In total, the students provided $55,000 in grant funding to their chosen organizations. Reflecting on the semester, Bauer underscored how students were able to learn and accomplish a great deal in particularly trying circumstances.
“I think it was very rich intellectually for the students, and I have to say, they made really good decisions for the recipients of their money in a very concentrated amount of time,” he said.
“What’s important to understand is that the act of philanthropy and the execution of philanthropy are more of an art than a science. Like any great art, there is a discipline behind it. We try to give the students a sense of that discipline—doing good, thoughtful, meaningful, and engaged philanthropy— in a very concentrated fashion over the course of a number of weeks, rather than months or years.”

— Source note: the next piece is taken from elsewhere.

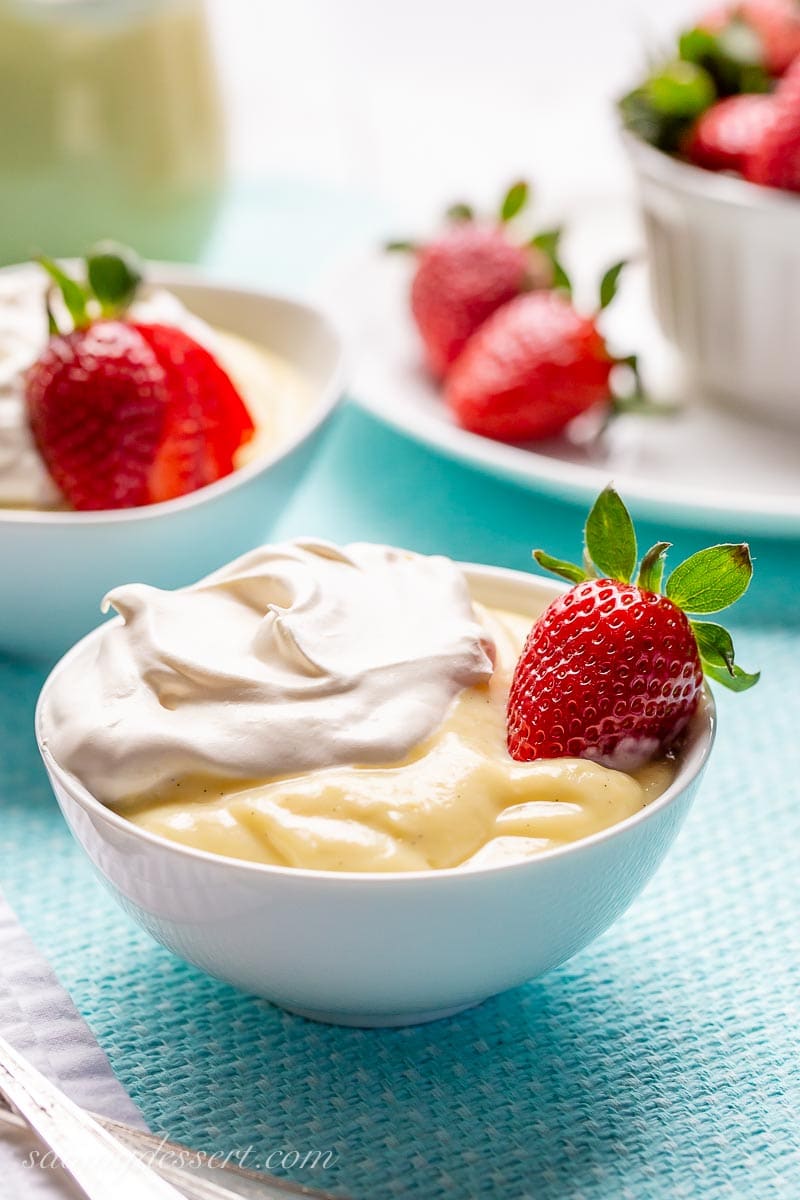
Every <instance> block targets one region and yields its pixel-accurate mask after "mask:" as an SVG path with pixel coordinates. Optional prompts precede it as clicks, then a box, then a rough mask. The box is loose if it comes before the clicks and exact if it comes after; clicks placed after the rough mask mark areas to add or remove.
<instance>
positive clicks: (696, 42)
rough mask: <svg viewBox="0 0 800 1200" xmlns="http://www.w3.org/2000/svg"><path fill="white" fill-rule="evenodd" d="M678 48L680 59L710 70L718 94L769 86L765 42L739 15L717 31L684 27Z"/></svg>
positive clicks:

As Palmer pointed out, engaging with area nonprofits during the epidemic further emphasized the need for systemic change in order to better orient philanthropy around meeting the needs of underserved and vulnerable populations in Philadelphia—both through and past the COVID-19 situation.
“The COVID-19 crisis is highlighting the gross systemic inequities already present in our society. The disproportionate effects of this crisis on our most vulnerable populations cannot be ignored: higher mortality rates in black and brown communities, the failure of our healthcare and education systems, uncontrolled infection rates in prisons, jails, and ICE detention centers, a steadily increasing wealth gap. It is also highlighting how many of these inequities are connected,” she said. “It is a clear opportunity to restructure our systems to be more equitable and inclusive. This is definitely a moment for philanthropy at all levels.”